Enjoy the booties, little buddy, and remind Aunt Heather to contact the Darwin people.

Thursday, August 7, 2014

Checking In! On the Road Again.

Back in the saddle. On the road again.

We've recently returned from a visit to the USA to visit family and friends. It was a whirlwind trip packed with so many fun things, I can't do it justice in a blog post. For most of the time we stayed in Ann Arbor, MI with my parents. We also made a visit to Indiana and Kentucky to visit Scott's family as well as an awesome visit to Portland, Oregon to see old friends and visit our favorite part of the country.

The Matthews Family

Scott's brother's family and his Mom

Scott's other brother, Shane

Our time in the USA was a welcome contrast to our travel life. Sometimes it's good to change things up. Thank you to all the people who made it happen - especially Mom and Dad Matthews. During the visit, we never asked ourselves (or each other) where we would find water, diesel, or propane. I never wondered when we were going to be able to wash our clothes. The GPS was rarely used, and we didn't study guidebooks and maps to plot our next few days or weeks. We never reached an elevation that required special, high-altitude precautions, nor were we far from the luxury of air-conditioning if we felt uncomfortable. We had access to all the fresh food, craft beer, and high-speed internet that we could ever want. We did not have to struggle to communicate, but we also worried that we might lose the little bit of Spanish that had stuck in our brain. We feel rested and pampered and look forward to another perspective-changing episode of adventures and travel.

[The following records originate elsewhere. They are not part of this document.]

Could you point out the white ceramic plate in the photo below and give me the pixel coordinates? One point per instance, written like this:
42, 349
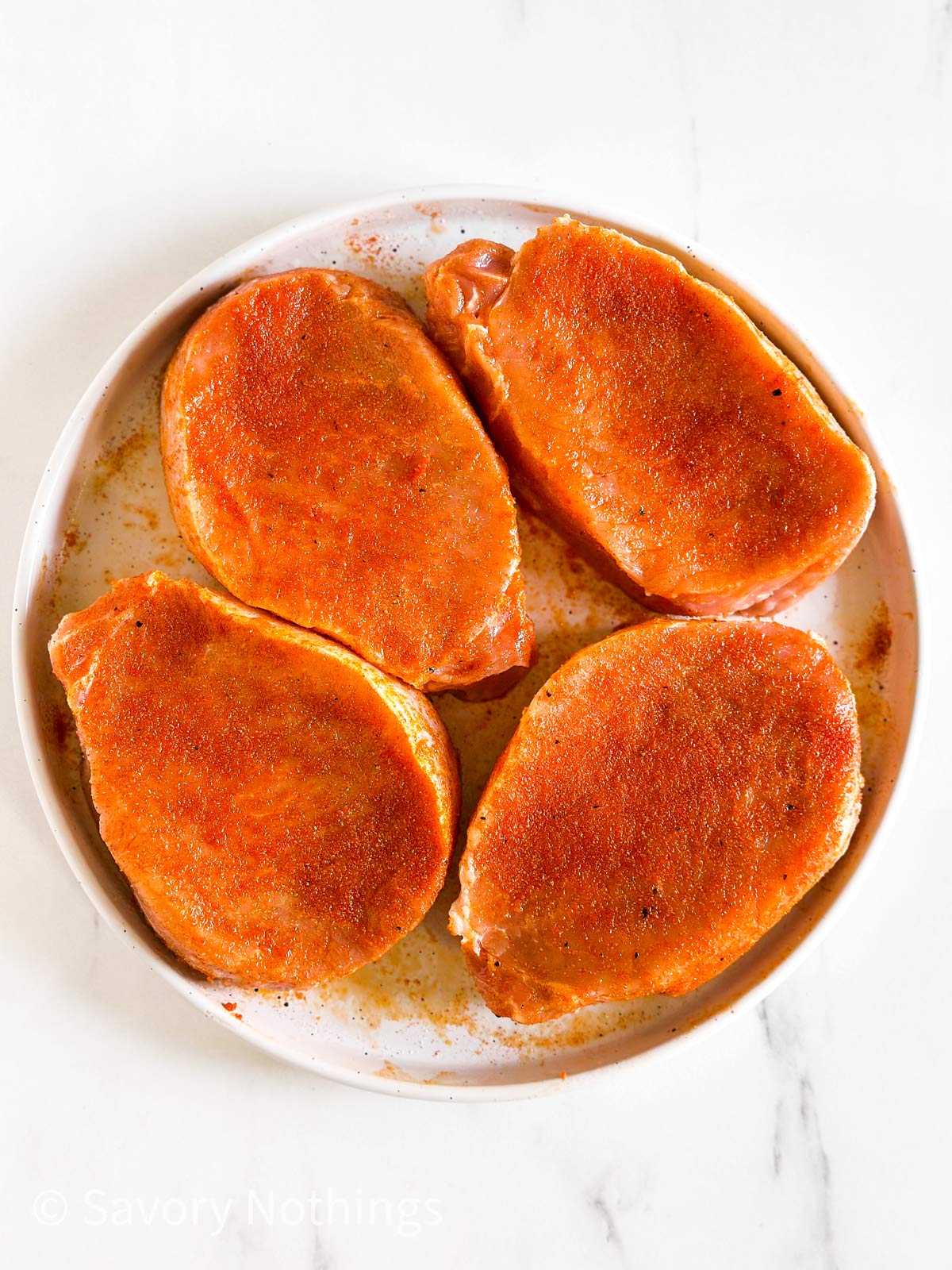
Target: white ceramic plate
412, 1024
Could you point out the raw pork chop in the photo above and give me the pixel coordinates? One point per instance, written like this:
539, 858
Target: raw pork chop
282, 810
670, 794
324, 464
649, 418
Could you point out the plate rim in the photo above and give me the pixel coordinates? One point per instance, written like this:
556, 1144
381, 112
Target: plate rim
44, 785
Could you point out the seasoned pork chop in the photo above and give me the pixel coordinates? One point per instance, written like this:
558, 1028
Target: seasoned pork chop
649, 418
282, 810
670, 794
323, 463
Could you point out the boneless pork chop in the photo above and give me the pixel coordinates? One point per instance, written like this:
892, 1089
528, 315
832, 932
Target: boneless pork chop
670, 794
323, 463
282, 810
647, 417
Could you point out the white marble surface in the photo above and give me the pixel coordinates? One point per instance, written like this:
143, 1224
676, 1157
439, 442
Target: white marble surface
808, 144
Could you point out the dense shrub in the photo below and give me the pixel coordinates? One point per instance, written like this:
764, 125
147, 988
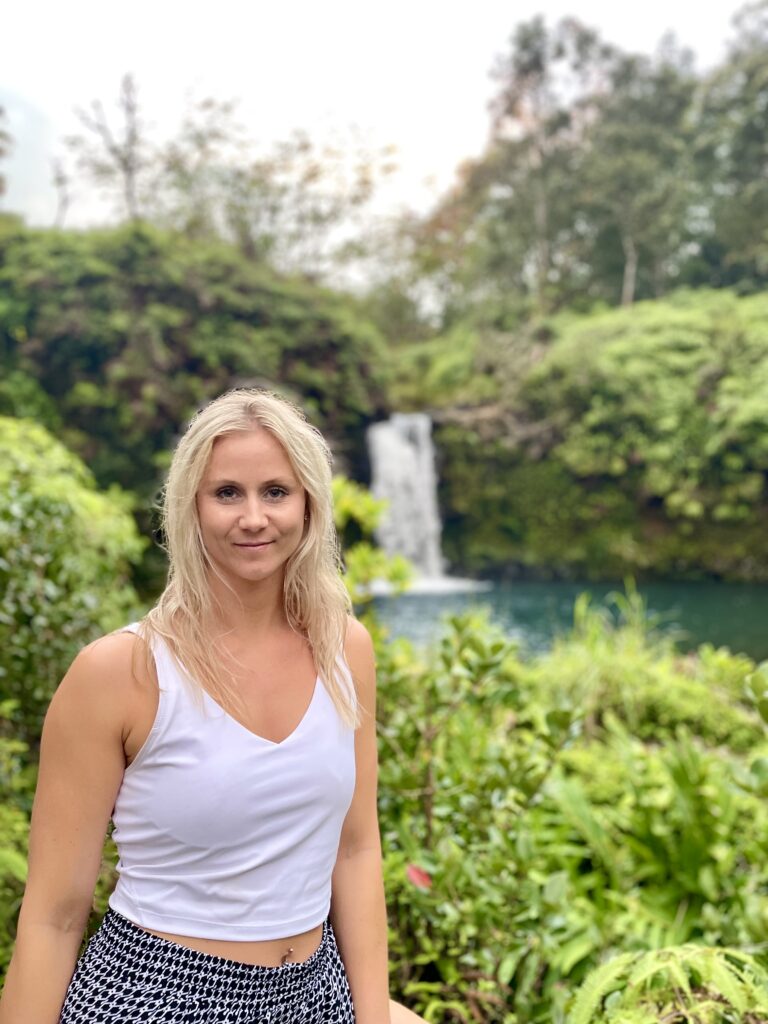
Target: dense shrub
65, 554
534, 830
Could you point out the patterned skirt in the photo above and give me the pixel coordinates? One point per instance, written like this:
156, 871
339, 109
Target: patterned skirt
127, 976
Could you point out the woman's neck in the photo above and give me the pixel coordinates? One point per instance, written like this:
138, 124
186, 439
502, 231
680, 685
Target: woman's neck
247, 610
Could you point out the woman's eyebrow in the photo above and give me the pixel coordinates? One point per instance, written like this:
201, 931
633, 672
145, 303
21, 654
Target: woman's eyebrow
283, 481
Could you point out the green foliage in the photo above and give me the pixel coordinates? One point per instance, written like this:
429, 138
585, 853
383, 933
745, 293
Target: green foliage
127, 331
66, 551
685, 983
634, 441
534, 830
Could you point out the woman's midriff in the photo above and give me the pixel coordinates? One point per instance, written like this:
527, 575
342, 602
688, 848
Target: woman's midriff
269, 952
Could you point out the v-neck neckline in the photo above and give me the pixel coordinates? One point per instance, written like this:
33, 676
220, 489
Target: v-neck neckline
257, 735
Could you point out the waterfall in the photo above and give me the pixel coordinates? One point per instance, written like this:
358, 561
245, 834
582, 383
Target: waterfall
402, 469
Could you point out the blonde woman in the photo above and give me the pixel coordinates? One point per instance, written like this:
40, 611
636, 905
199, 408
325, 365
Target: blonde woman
229, 736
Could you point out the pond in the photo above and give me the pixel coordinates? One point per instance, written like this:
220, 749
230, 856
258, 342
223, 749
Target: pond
733, 615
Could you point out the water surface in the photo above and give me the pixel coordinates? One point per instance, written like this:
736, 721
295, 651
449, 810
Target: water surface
733, 615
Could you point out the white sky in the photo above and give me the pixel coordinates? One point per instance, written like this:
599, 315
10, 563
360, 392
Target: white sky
412, 73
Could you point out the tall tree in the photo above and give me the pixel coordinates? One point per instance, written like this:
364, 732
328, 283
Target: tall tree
291, 205
636, 171
4, 145
732, 154
117, 160
547, 83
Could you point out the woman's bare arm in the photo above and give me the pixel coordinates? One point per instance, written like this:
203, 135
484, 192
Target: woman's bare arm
357, 908
81, 767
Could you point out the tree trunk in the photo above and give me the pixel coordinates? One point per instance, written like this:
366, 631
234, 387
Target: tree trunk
630, 269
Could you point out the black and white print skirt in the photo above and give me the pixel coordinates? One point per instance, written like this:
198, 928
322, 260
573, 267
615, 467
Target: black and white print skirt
127, 976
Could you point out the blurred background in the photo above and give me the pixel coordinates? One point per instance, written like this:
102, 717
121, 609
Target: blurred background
512, 260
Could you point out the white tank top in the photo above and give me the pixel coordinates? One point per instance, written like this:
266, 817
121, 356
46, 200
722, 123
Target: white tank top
222, 834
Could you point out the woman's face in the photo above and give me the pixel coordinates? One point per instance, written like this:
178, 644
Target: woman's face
251, 507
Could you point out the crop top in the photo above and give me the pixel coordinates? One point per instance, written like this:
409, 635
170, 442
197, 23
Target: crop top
222, 834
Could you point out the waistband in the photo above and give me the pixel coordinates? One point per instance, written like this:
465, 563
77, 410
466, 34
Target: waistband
152, 957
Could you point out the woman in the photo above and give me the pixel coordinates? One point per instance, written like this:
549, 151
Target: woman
230, 736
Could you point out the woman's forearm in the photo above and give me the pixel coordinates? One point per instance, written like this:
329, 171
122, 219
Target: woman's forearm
359, 922
39, 974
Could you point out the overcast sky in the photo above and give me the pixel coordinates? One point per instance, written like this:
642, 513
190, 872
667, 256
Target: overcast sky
412, 73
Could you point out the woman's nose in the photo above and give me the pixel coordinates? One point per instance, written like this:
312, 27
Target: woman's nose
253, 514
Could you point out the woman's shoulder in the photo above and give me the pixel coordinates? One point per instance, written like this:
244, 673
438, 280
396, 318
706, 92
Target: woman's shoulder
108, 669
357, 640
358, 653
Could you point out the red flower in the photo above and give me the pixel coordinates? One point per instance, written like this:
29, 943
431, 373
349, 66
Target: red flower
418, 877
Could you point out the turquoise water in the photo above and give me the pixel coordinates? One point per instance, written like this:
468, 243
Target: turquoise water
734, 615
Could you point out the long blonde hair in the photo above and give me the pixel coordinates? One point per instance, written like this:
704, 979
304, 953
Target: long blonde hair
315, 600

While we were in the USA, we left El Tigre in Tacna, Peru, and jumped through a few hoops to put the vehicle permit on hold. This was so that we would not have to worry about getting back before the permit expired. The return trip was a bit tenuous considering we were smuggling $1000 worth of truck parts not available in South America. We didn't learn that we had to "smuggle" the parts until we were actually on the plane from Dallas to Lima. The 5 pounds of smoked salmon and 3 pounds of parmesean cheese were the least of our worries. Fortunately, we walked right through customs with fuel injectors and glow plugs in our pockets, and bigger, but cheaper items in our bags. Even more fortunately, we were thrilled to see the truck parked just as we had left it.

El Tigre's resting place in Tacna, Peru

We spent a few days in Tacna getting our house back in order, then moved on to Chile. In Arica, we prepped El Tigre for the impending cold weather of Bolivia. We plan to spend a few weeks there before spending the rest of the year in Chile and Argentina. Onward ho. South-ish, in a zig-zagity fashion.